Mandated Pandemic Hazard Pay for Grocery Store Workers Prompts Store Closures, Lawsuits
California grocers have filed three lawsuits against local laws requiring "hero pay" during the pandemic.
California's grocers are up in arms about city-level hazard pay laws that require them to compensate employees with "hero pay" wage premiums during the pandemic.
The California Grocers Association (CGA) has filed several suits in federal court to overturn these laws, while individual companies have announced that the new costs are forcing them to close stores.
On Wednesday, the CGA filed a lawsuit challenging the City of Oakland's ordinance. The law, which passed on Tuesday and goes into effect immediately, requires some grocers to pay their workers a $5 hourly premium on top of whatever wage they were making before.
The law applies to employees at any "large grocery store," defined as any store with at least 15,000 square feet that "sells primarily household foodstuffs for offsite consumption." The law only applies to stores operated by companies with 500 or more employees nationwide.
Employers will be on the hook for that hazard pay until Oakland qualifies for the "yellow" tier in California's Blueprint for a Safer Economy reopening scheme, which places counties in one of four color-coded tiers based on the severity of the pandemic. Yellow, the least restrictive tier, is supposed to indicate minimal spread of COVID-19.
The CGA's complaint makes two arguments against Oakland's hazard pay law. One is that it's preempted by the National Labor Relations Act. Another is that the law violates the Fourteenth Amendment's Equal Protection Clause by requiring only some grocery stores to pay the extra $5 an hour.
This, the suit says, has nothing to do with the city's stated goals of protecting workers and everything to do with rewarding a connected interest group of employees represented by the United Commercial and Food Workers (UFCW).
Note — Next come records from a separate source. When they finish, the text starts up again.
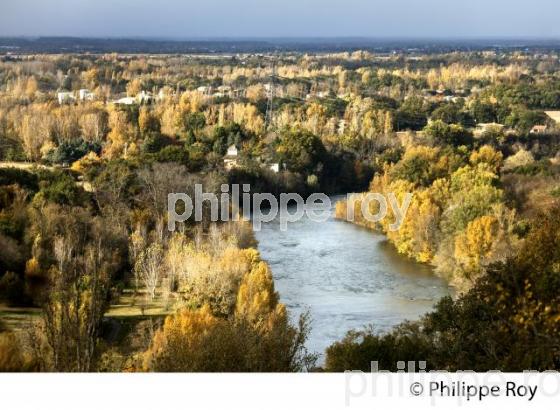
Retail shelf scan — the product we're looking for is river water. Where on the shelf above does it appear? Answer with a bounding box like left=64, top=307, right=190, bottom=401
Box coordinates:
left=255, top=198, right=450, bottom=354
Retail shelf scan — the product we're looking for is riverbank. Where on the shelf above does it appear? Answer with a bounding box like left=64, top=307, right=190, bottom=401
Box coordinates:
left=255, top=197, right=451, bottom=354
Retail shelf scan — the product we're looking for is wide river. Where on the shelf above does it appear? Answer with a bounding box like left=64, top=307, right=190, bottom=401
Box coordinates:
left=256, top=197, right=450, bottom=354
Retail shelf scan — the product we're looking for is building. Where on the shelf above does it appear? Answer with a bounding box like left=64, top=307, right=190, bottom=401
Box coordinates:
left=78, top=88, right=95, bottom=101
left=529, top=125, right=548, bottom=134
left=544, top=111, right=560, bottom=124
left=136, top=90, right=154, bottom=104
left=58, top=91, right=76, bottom=105
left=113, top=97, right=136, bottom=105
left=196, top=85, right=212, bottom=96
left=224, top=145, right=239, bottom=171
left=473, top=122, right=505, bottom=137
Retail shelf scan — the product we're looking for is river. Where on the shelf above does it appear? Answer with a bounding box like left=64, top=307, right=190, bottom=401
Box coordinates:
left=255, top=198, right=450, bottom=354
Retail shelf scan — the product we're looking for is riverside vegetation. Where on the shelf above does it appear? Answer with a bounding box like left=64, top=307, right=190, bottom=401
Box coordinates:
left=0, top=45, right=560, bottom=371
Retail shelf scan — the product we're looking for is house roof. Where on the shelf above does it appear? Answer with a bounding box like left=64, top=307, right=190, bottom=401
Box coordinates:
left=544, top=111, right=560, bottom=123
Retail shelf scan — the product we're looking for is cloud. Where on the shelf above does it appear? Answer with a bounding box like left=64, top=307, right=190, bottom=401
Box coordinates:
left=0, top=0, right=560, bottom=38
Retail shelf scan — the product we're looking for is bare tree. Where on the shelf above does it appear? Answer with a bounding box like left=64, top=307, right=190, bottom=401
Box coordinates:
left=134, top=243, right=164, bottom=308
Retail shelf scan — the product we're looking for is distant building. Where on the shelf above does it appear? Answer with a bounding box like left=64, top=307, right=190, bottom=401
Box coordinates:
left=224, top=145, right=239, bottom=171
left=226, top=145, right=239, bottom=157
left=136, top=90, right=154, bottom=104
left=58, top=91, right=76, bottom=105
left=78, top=88, right=95, bottom=101
left=544, top=111, right=560, bottom=124
left=529, top=125, right=548, bottom=134
left=473, top=122, right=505, bottom=137
left=113, top=97, right=137, bottom=105
left=196, top=85, right=212, bottom=96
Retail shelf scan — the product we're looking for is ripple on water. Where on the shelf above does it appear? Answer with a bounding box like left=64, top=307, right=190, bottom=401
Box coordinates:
left=255, top=197, right=450, bottom=360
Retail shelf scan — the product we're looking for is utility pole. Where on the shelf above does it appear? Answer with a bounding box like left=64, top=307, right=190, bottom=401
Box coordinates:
left=265, top=56, right=276, bottom=130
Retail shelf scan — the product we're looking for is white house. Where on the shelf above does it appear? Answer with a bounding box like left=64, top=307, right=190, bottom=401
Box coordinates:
left=78, top=88, right=95, bottom=101
left=529, top=125, right=548, bottom=134
left=58, top=91, right=76, bottom=104
left=196, top=86, right=212, bottom=95
left=226, top=145, right=239, bottom=157
left=224, top=145, right=239, bottom=171
left=114, top=97, right=136, bottom=105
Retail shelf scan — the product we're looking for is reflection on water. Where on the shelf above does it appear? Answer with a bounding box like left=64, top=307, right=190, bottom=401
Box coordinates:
left=256, top=195, right=450, bottom=353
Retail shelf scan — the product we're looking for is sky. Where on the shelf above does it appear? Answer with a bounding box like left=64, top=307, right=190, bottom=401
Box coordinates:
left=0, top=0, right=560, bottom=39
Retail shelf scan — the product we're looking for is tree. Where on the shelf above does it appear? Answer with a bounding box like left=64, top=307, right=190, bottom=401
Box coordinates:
left=134, top=243, right=164, bottom=304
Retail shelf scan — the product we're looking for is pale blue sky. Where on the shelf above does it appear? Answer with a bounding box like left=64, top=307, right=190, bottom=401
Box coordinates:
left=0, top=0, right=560, bottom=38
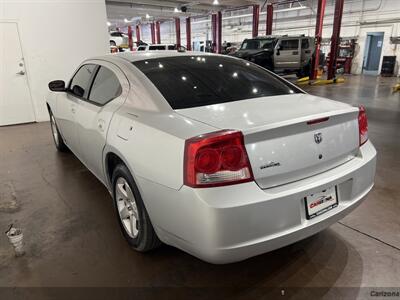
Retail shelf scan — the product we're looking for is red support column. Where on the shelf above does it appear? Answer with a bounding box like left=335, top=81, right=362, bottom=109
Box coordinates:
left=175, top=18, right=181, bottom=48
left=328, top=0, right=344, bottom=80
left=265, top=3, right=274, bottom=35
left=186, top=17, right=192, bottom=51
left=217, top=11, right=222, bottom=54
left=128, top=25, right=133, bottom=51
left=310, top=0, right=326, bottom=80
left=211, top=14, right=217, bottom=53
left=150, top=22, right=156, bottom=44
left=253, top=4, right=260, bottom=38
left=136, top=25, right=140, bottom=43
left=156, top=21, right=161, bottom=44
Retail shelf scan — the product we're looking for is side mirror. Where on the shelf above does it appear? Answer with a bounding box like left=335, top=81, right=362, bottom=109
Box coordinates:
left=72, top=85, right=85, bottom=97
left=49, top=80, right=65, bottom=92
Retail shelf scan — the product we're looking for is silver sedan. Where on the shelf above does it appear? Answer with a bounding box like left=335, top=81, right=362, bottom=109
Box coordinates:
left=47, top=52, right=376, bottom=263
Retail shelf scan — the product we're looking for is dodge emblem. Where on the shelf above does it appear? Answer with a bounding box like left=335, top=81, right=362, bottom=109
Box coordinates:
left=314, top=132, right=322, bottom=144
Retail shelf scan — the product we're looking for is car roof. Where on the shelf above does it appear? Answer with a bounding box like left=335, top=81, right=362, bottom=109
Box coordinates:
left=90, top=50, right=219, bottom=62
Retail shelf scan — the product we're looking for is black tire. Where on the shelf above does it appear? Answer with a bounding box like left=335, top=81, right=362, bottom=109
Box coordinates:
left=49, top=110, right=69, bottom=152
left=112, top=164, right=161, bottom=252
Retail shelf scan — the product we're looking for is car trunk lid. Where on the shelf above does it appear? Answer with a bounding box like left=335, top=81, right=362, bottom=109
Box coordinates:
left=176, top=94, right=359, bottom=189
"By design, the Ordinance picks winners and losers. It singles out large grocery companies with unionized workforces (i.e., UCFW 5's members) without providing any reasonable justification for the exclusion of other employers or frontline retail workers," reads the complaint. "The City's stated objectives are merely an attempt to impose a public policy rationale on interest-group driven legislation for labor unions."
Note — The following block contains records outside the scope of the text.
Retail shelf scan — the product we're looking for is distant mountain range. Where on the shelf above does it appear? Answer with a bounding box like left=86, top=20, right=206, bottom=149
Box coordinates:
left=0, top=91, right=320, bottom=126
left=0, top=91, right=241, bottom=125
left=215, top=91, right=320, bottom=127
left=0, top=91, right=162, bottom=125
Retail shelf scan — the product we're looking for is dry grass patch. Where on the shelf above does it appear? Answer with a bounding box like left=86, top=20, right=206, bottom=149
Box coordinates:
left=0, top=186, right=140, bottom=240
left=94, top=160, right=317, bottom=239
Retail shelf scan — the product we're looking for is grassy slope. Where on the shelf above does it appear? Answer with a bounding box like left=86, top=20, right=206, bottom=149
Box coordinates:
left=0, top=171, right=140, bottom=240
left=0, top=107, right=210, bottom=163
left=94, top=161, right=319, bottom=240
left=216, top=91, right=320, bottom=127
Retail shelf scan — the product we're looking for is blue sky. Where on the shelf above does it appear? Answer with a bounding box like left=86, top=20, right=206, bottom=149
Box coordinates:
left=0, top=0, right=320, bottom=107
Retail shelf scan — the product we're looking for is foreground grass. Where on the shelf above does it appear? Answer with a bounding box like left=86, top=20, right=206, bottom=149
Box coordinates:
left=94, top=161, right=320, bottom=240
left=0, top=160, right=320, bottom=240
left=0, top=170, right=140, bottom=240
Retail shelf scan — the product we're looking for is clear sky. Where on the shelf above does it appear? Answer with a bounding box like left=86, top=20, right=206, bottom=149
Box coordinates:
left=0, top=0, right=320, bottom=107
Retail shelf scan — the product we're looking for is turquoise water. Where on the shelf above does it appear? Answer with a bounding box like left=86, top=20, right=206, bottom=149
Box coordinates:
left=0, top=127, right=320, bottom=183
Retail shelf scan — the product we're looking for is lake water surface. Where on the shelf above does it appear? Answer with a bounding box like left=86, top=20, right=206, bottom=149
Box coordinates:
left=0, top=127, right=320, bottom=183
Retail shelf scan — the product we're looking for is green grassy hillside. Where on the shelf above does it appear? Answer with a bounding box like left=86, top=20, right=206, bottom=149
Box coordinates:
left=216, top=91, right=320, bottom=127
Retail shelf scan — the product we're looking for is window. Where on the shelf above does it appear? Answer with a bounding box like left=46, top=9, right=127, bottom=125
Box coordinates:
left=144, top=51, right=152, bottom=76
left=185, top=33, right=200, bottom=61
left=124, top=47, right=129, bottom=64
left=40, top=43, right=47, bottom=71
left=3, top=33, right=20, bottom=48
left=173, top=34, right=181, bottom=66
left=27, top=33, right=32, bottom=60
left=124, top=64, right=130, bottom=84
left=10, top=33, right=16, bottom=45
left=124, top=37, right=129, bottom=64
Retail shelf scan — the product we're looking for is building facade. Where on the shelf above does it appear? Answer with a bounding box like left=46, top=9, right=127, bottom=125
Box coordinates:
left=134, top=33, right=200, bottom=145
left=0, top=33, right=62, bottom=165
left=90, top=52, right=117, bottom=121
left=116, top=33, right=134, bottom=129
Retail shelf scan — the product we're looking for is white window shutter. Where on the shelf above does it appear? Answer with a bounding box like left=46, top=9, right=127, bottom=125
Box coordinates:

The CGA has raised near-identical claims in two other lawsuits. One was filed against the city of Long Beach last month. The other, launched yesterday, targets the city of Montebello. Both jurisdictions are requiring grocery stores to pay workers an extra $4 per hour in hazard pay.
On Monday, the grocery store chain Kroger's announced that it would be closing two grocery stores it operates in Long Beach, a Ralph's and a Food 4 Less, because of the increased costs imposed by the city's hazard pay ordinance.
A spokesperson for the company told the Los Angeles Times it had already spent $1.3 billion throughout the pandemic on bonus pay to workers and on safety measures to protect employees. From March through May of last year, the company provided a $2-an-hour pay bump, which was replaced by one-time bonus payments later that year.
Those store closures haven't dissuaded cities from moving ahead with their own hazard pay laws. Proponents argue any store closures are just a scare tactic.
"They absolutely can afford this increase," Los Angeles Councilman Paul Koretz said at the Tuesday city council meeting where a $5 hazard pay increase for grocery store workers was approved, reports the Times. "They absolutely should be paying this increase. And if they shut down stores, it's just out of spite."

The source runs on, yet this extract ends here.